Father J. Bryan Hehir, professor of the Practice of Religion and Public Life at the Harvard Kennedy School, delivered the keynote address at the forum named for the late Archbishop of New York and sponsored by the Magnificat Foundation.
He was joined in a discussion afterward by Ross Douthat, an op-ed columnist for The New York Times, and Robert Niehaus, chairman of GCP Capital Partners, and chairman of the New York Catholic Foundation and Student Sponsor Partners.
Father Hehir began his address by laying out the biblical mandate found in Genesis and the prophets of the Old Testament, and particularly in the 25th chapter of St. Matthew’s Gospel, as the foundation of Catholic Charities’ work. He also described the scope and depth of that work in greater New York.
“Four hundred thousand people served through 90 distinct agencies, at a cost of 790 million dollars; I suggest to you this is the face of Catholicism, which our Holy Father Pope Francis has called the Church to be in every diocese and every country, namely a Church at the service of those who are vulnerable or suffering in any way. In dioceses throughout the country, Catholic Charities is an expression and demonstration of how this ancient teaching takes shape in a modern post-industrial society.”
Father Hehir said Catholic Charities’ work has evolved over 100 years from being a service aimed at the burgeoning Catholic community, funded by Catholics, to one serving a much broader and more diverse community across a much more complicated social landscape.

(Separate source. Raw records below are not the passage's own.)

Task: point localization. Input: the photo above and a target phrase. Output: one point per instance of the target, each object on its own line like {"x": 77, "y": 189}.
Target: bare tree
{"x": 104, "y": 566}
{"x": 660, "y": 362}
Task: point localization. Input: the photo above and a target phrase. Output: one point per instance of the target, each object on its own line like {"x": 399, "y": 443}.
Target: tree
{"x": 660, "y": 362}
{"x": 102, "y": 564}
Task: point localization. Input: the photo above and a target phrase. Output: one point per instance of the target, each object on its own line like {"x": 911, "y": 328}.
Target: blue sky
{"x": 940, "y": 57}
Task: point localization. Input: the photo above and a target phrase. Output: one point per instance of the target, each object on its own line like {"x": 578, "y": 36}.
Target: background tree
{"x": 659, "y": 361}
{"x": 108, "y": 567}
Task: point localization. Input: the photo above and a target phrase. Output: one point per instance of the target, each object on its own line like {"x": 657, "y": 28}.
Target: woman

He noted that Catholic Charities, while still heavily dependent on the generosity of lay Catholics, is staffed by a pluralistic roster of professionals, and its financial support is matched by funding from city, state and federal contracts.

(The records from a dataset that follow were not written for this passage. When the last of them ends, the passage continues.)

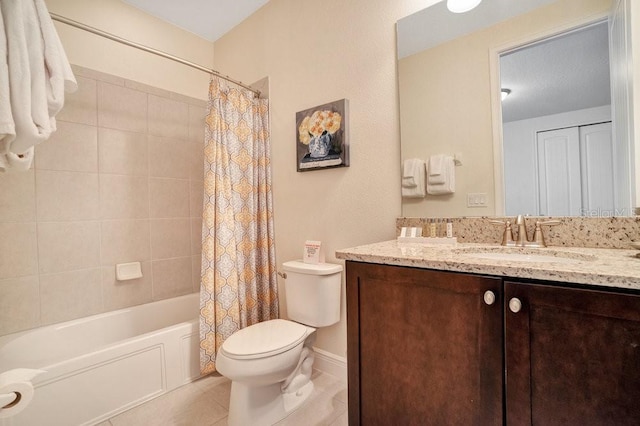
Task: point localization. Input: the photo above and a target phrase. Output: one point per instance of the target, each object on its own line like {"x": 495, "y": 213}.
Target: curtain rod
{"x": 114, "y": 37}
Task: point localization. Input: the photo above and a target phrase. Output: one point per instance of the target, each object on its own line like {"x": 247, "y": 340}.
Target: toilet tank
{"x": 313, "y": 292}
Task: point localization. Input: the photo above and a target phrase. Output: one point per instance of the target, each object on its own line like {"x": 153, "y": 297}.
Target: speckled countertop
{"x": 619, "y": 268}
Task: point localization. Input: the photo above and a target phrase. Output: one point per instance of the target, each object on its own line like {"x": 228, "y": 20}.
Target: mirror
{"x": 450, "y": 104}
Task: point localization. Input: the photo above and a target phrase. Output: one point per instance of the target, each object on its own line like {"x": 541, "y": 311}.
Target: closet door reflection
{"x": 575, "y": 171}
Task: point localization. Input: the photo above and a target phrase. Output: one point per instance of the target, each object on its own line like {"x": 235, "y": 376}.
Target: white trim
{"x": 331, "y": 364}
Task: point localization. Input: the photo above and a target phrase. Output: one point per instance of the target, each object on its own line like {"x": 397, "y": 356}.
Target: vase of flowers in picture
{"x": 317, "y": 132}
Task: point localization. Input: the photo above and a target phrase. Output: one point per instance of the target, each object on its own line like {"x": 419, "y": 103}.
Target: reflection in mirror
{"x": 557, "y": 133}
{"x": 450, "y": 103}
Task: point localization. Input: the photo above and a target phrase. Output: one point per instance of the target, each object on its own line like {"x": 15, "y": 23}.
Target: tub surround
{"x": 120, "y": 181}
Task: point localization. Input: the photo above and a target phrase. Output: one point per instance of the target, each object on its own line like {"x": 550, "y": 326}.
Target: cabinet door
{"x": 423, "y": 347}
{"x": 572, "y": 357}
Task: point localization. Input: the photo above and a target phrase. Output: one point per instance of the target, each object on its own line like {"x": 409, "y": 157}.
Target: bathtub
{"x": 99, "y": 366}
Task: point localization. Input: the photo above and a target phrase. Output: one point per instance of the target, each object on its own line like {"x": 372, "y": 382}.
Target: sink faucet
{"x": 522, "y": 239}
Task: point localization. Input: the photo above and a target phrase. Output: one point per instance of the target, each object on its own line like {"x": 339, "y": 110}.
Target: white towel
{"x": 449, "y": 184}
{"x": 7, "y": 126}
{"x": 413, "y": 178}
{"x": 38, "y": 74}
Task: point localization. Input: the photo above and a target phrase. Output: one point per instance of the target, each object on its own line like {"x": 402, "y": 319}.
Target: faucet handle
{"x": 538, "y": 237}
{"x": 507, "y": 236}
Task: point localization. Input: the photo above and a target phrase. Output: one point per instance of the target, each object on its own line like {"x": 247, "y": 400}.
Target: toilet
{"x": 270, "y": 363}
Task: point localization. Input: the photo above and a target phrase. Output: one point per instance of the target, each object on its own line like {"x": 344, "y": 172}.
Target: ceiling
{"x": 568, "y": 73}
{"x": 435, "y": 25}
{"x": 565, "y": 73}
{"x": 209, "y": 19}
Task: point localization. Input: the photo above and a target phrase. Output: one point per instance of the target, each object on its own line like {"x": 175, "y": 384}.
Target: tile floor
{"x": 205, "y": 403}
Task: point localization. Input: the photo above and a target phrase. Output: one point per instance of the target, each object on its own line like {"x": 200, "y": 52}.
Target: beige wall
{"x": 445, "y": 99}
{"x": 116, "y": 17}
{"x": 317, "y": 52}
{"x": 119, "y": 181}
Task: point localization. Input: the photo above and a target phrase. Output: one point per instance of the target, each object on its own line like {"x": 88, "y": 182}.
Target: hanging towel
{"x": 7, "y": 126}
{"x": 38, "y": 73}
{"x": 449, "y": 184}
{"x": 413, "y": 178}
{"x": 409, "y": 170}
{"x": 437, "y": 169}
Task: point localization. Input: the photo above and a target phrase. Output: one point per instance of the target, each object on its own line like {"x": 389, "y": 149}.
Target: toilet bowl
{"x": 270, "y": 363}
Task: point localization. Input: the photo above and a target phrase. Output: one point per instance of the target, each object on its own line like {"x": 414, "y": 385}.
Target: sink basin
{"x": 523, "y": 254}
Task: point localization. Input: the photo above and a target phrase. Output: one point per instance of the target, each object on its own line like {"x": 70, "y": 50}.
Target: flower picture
{"x": 322, "y": 137}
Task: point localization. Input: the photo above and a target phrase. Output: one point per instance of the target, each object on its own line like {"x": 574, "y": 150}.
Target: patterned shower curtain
{"x": 238, "y": 278}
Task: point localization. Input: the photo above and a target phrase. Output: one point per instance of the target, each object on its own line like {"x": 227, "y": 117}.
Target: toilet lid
{"x": 264, "y": 339}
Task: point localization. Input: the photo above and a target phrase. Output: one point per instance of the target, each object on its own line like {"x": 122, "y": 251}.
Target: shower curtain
{"x": 238, "y": 278}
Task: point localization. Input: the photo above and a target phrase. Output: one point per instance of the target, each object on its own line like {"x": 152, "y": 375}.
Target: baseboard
{"x": 331, "y": 364}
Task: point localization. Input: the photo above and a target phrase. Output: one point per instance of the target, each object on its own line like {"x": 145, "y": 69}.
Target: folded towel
{"x": 38, "y": 73}
{"x": 436, "y": 165}
{"x": 413, "y": 178}
{"x": 409, "y": 170}
{"x": 449, "y": 184}
{"x": 11, "y": 162}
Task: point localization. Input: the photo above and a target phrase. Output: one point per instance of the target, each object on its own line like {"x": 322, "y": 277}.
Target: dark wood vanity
{"x": 428, "y": 347}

Father Hehir said the problems of poverty, hunger and homelessness remain, joined by new questions exemplified by the “stubborn inequality” in both rural and urban America, the opioid epidemic and other addictions, and the rising tide of teenage suicide across the country, which make Catholic Charities’ mission in the 21st century much more complex.
Father Hehir described Catholic Charities as a “bridge institution,” solidly rooted in the Church but not contained within its walls, connecting the resources, skills and the dedication of Catholics to the needs of the wider American society. He called this relationship a partnership in the common good. “The common good and Catholic Charities are well located at this moment in time,” he observed, “as we try to heal the fissures and fractures in our public life.”
He said Catholic Charities should serve as a bridge between its specific ministry and the wider community of Catholics. Pointing to the history of the Church in America, he explained that Catholics, once on the margins of U.S. society, have moved solidly into the mainstream since the end of World War II, and are now part of all segments in society from government to various professions. Still, the Church, to a great degree, resides at the edge of American life, Father Hehir said.
“The edge today is black, white and brown,” he explained. “The edge is documented and undocumented children and adults. The edge is in the heart of our cities and the conflicted territories of our national borders.” And he pointed out one more challenge that has emerged within the Church and in the broader society in recent decades, the destabilization of the middle and working class.
“Many of the individuals and families in this stratum of the middle class have long been our donors to Catholic Charities,” he said. “So, we need to pay attention to this bridge also. There are multiple bridges that need to be built within the Church and the country today.
“I propose, for debate at least, that there is no other institution, religious or secular, that has this kind of structural presence in our society.”
In the discussion that followed, Douthat commented on the challenge the Church faces in navigating what he termed the modern world of “post-Christian politics.”
“One thing that you see happening in both political factions is the development, not fully fledged in any way, but hints of a really kind of post-Christian politics,” he argued. “On the left, the activist left in particular, you can see...movements for racial justice and racial equality that would have been connected to the Black Church 25 or 30 years ago and today are almost entirely secular...And on the right, in the rise of Donald Trump particularly, in some of the fringier but still influential groups that supported him, you can see a sort of European-style blood-and-soil nationalism that’s not usually part of the American political tradition that has overlaps with Christianity in certain ways but is also post-Christian in certain respects. A lot of Donald Trump’s supporters in the primary campaign came from the least churched, most secular portion of the Republican Party.
“So, you have this growing secularization in both extremes of American politics, even as our pluralism seems to be breaking down and fragmenting.”
Father Hehir reminded the audience that because of what the Church proclaims itself to be, it is being watched. He noted the words spoken by French Nobel Prize-winning author and agnostic Albert Camus in an address Camus gave to the Dominicans serving in Paris at the end of World War II.
“He closed this way. He said, ‘We cannot create a world in which no innocent children suffer, but we can create a world in which fewer children suffer. And if we look to the Christians and don’t find help, where else can we go?”